Developments within the Industry 4.0 and the Industrial Internet of Things (IIoT) ecosystem have significantly enhancing the digital and connectivity capabilities of Industrial Control Systems (ICS) across multiple verticals including manufacturing, oil and gas, critical infrastructure, and nuclear power.
This has opened the floodgates to serious cybersecurity risks, threatening to cause billions of dollars in damage to industrial operations worldwide. ABI Research noted that despite the imminent danger, cybersecurity investment within the ICS market is severely lagging, expected to barely cross the US$2 billion mark by 2025.
“Over the past years, this shift has allowed internet-borne cyberthreats to find their way into traditionally sheltered industrial networks, wreaking havoc to severely underprepared systems. The cybersecurity threats faced in ICS are unlike any other,” warned Dimitrios Pavlakis, Industry Analyst for ABI Research. “ICS are powering the world’s leading and most critical industries. A well-placed cyberattack can cause human casualties, billions in infrastructure damage, and even bring certain operations of a country’s critical infrastructure to a grinding halt.”

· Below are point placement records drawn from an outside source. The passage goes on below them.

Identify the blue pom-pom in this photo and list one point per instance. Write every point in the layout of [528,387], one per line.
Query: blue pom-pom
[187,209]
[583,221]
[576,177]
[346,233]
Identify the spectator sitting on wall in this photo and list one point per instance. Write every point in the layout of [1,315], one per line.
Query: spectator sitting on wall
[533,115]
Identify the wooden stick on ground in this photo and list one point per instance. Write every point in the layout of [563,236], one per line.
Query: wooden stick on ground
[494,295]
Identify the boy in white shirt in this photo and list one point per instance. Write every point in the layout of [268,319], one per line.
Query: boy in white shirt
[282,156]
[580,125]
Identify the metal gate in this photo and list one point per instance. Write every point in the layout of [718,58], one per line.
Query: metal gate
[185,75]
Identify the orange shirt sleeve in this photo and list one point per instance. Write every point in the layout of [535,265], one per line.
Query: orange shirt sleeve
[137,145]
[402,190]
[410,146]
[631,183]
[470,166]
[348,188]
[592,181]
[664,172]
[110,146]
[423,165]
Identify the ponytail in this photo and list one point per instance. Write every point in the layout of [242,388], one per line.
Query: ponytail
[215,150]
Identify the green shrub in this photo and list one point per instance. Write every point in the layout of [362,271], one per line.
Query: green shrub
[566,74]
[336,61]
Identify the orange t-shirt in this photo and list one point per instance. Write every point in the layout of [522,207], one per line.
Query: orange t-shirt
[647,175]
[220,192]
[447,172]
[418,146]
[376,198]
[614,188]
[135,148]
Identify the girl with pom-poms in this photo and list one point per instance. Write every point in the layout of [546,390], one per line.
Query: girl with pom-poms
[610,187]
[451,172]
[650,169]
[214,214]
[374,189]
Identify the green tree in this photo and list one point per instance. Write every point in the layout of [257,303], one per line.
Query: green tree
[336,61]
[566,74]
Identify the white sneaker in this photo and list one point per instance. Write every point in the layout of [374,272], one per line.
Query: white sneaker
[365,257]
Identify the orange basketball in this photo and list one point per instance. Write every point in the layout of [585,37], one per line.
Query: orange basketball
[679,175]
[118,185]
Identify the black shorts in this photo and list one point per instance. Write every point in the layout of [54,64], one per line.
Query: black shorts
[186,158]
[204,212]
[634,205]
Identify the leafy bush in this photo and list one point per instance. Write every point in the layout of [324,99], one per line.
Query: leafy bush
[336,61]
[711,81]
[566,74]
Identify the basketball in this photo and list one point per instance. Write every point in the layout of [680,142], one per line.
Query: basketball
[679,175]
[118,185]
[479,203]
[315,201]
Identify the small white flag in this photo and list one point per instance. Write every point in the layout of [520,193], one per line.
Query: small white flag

Social engineering, combined with cyberattacks like LockerGoga, WannaCry, notPetya, Triton, Sauron, CrashOverRide, DragonFly, and many of their mutations, have proved that digitized industrial systems are not only quite vulnerable but also a very attractive target for cyber-attackers.
ABI Research blames the problem on the juxtaposition of IT and OT. IT security integration is expected to absorb almost 80% of the ICS security in 2019, which is primarily lead by successful Security Information and Event Management (SIEM) implementations. That is expected to drop below 70% by 2025 when other investment sources like OT asset management, threat intelligence, encryption, and ID management will increase considerably.
Additionally, while threat intelligence, encryption, and ID Management in ICS will start slowly, they are expected to grow almost threefold in investment within the next five years.
“Industrial cybersecurity strategies need a radical rethink and should be built from the OT ground up to address the evolving threat landscape. Customizing IT security and placing into an OT environment is not the answer but is one example of a strategy that is indicative of the inherent confusion regarding the ICS cybersecurity landscape,” said Pavlakis.
Steering away from traditional “air-gapped” models (having no external connections) and embracing the underlying premise of Industry 4.0 for ICS is not an easy task. The same security procedures, protocols, network/user/device protection, and ID management that make sense in corporate IT environments cannot be applied to industrial ones. Doing so will not only serve to exacerbate the underlying “IT versus OT” issue but also will gravely hinder security operations and integrations of security products with ICS equipment across the board.
“Increasing security infrastructure investment without hindering industrial operational objectives, managing the IT-OT convergence in a streamlined approach, developing new KPIs for cybersecurity operations, forcing the evolution of SIEMs and SOCs for ICS, and tending to the rising concerns from AI-borne cyberthreats are the essential components and should be used as the foundational building blocks in the development of any ICS cybersecurity strategy,” concluded Pavlakis.